Hans-Peter Naundorf, Teamchef ROWE RACING: „Genau kann ich das gar nicht sagen, es war auf jeden Fall eine dreistellige Zahl. Darunter waren auch einige ehemalige Weggefährten, die sich nach ganz langer Zeit mal wieder gemeldet haben und die man lange nicht mehr getroffen hatte. Es war auch toll, von einigen Konkurrenten und ehemaligen Partnern ganz ehrlich gemeinte Glückwünsche bekommen zu haben. Sehr gefreut habe ich mich unter anderem über die Glückwünsche von Stephane Ratel von der SRO und von Romain Morizot, dem Geschäftsführer unseres Rennanzugherstellers Stand21. Das zeigt, wie groß die Resonanz auf das ADAC 24h-Rennen auch außerhalb von Deutschland ist.“
Was bedeutet dieser Nürburgring-Sieg nach so vielen vergeblichen Anläufen?
Naundorf: „Mit den ganzen Faktoren, die das Rennen dieses Jahr so besonders gemacht haben, der Historie von BMW, dem sehnsüchtigen Wunsch von uns allen, dieses Rennen endlich zu gewinnen, und den ganzen gemeinsamen Anstrengungen, ist dieser Erfolg etwas sehr, sehr Besonderes. Es ist nicht nur ein Rennsieg, wie es vielleicht 2013 oder 2017 der Fall gewesen wäre, als wir schon mal ganz nah dran waren. Auch wegen der Corona-Thematik, die unser aller Leben momentan sehr einschränkt, hat dieser Erfolg für mich und für viele Partner und Beteiligte eine sehr große Bedeutung. Welche Auswirkungen das auf die Zukunft hat, ist schwer einzuschätzen. Wir haben in all den Jahren immer am meisten Energie und die größten Hoffnungen in dieses Rennen gelegt und vor allem in den letzten beiden Jahren bittere Enttäuschungen mit frühen Ausfällen erlebt. Es ist eine sehr große Genugtuung, diesen Erfolg erreicht zu haben – erst recht, weil es in diesem Jahr das härteste 24h‑Rennen der jüngeren Geschichte war. Und am Ende waren wir dabei einfach ‚tougher than the rest‘.“
Wie beurteilst Du seinen Stellenwert im Vergleich zum Spa-Sieg 2016?

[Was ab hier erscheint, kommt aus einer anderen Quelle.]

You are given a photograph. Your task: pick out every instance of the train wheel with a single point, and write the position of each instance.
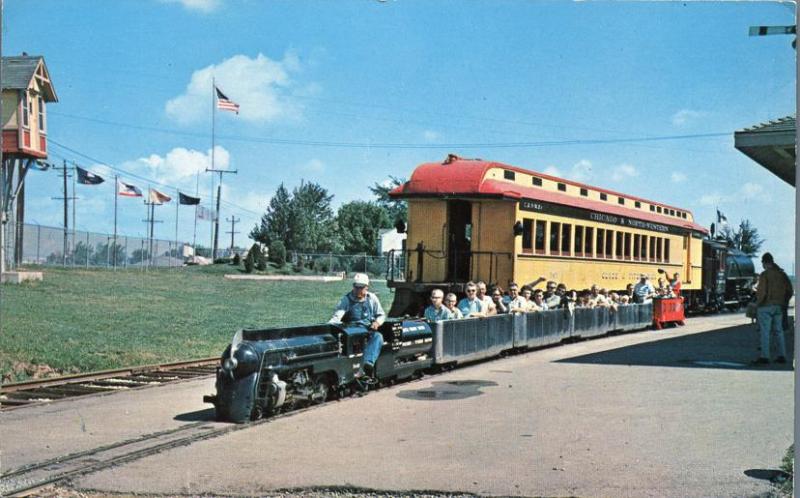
(322, 390)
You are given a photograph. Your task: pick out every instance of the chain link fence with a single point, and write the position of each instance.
(44, 245)
(374, 266)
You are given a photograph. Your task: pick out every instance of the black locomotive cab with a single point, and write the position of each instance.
(264, 371)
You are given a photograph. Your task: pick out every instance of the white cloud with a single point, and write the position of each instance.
(685, 116)
(678, 177)
(204, 6)
(431, 136)
(256, 84)
(624, 171)
(179, 166)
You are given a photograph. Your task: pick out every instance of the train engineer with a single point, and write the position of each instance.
(363, 307)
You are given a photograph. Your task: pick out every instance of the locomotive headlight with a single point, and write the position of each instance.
(243, 361)
(230, 364)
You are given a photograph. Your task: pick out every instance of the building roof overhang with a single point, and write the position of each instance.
(772, 145)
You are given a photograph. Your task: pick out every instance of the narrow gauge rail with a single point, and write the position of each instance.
(28, 393)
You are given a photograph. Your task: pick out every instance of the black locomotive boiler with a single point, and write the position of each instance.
(264, 371)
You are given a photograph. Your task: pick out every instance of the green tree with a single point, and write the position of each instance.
(397, 208)
(745, 238)
(276, 223)
(358, 223)
(313, 221)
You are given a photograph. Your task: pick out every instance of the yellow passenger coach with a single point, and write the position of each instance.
(470, 219)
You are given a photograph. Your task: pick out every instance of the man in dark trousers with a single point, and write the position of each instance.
(772, 298)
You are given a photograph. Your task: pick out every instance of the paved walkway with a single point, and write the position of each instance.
(669, 413)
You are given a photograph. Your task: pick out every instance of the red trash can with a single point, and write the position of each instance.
(667, 310)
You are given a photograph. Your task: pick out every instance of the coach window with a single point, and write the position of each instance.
(539, 237)
(644, 248)
(588, 240)
(527, 235)
(566, 235)
(652, 252)
(628, 246)
(598, 248)
(555, 228)
(658, 248)
(578, 240)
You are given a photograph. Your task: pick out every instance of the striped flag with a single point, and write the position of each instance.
(159, 198)
(128, 190)
(224, 103)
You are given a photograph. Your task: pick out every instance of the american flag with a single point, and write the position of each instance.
(128, 190)
(224, 103)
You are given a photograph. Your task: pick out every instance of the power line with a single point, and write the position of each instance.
(417, 145)
(139, 177)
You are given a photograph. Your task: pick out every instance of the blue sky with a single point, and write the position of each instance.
(429, 78)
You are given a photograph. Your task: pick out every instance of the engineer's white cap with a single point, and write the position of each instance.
(360, 280)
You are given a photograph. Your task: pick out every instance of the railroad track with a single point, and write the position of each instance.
(36, 477)
(28, 393)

Naundorf: „Das ist nicht wirklich vergleichbar, es sind ganz verschiedene Rennen mit unterschiedlichen Strategieansatzpunkten. Die einzigen Gemeinsamkeiten liegen darin, dass beides 24-Stunden-Rennen sind. Die Bedeutung des Nürburgring-Siegs ist für die Motorsport Competence Group und ROWE RACING ungleich größer. In Spa war unser Erfolg 2016 für alle eine Überraschung, am Nürburgring zählten wir seit Jahren immer zum Favoritenkreis und wussten selbst, dass wir es können. Deshalb ist nach den ganzen Vorbereitungen und intensiven Jahren jetzt ein viel größerer Knoten geplatzt. In Spa haben wir mit einem ganz neuen Auto im ersten Jahr unverhofft direkt gewonnen. Jetzt, nach fünf Jahren, ist der BMW M6 GT3 standhaft, alles ist aussortiert. In dieser Situation müssen dann alle kleinsten Schräubchen richtig eingestellt werden, die richtigen Fahrer im Auto sitzen und dann noch der Renngott für diese Bedingungen sorgen, bei denen nur die Allerbesten fehlerfrei durchkommen. Die Nordschleife zu bezwingen, ist das Härteste was ich in meinen 25 Jahren Rennsportleben bisher machen durfte.“
Was sagst Du zu den Leistungen der Fahrer?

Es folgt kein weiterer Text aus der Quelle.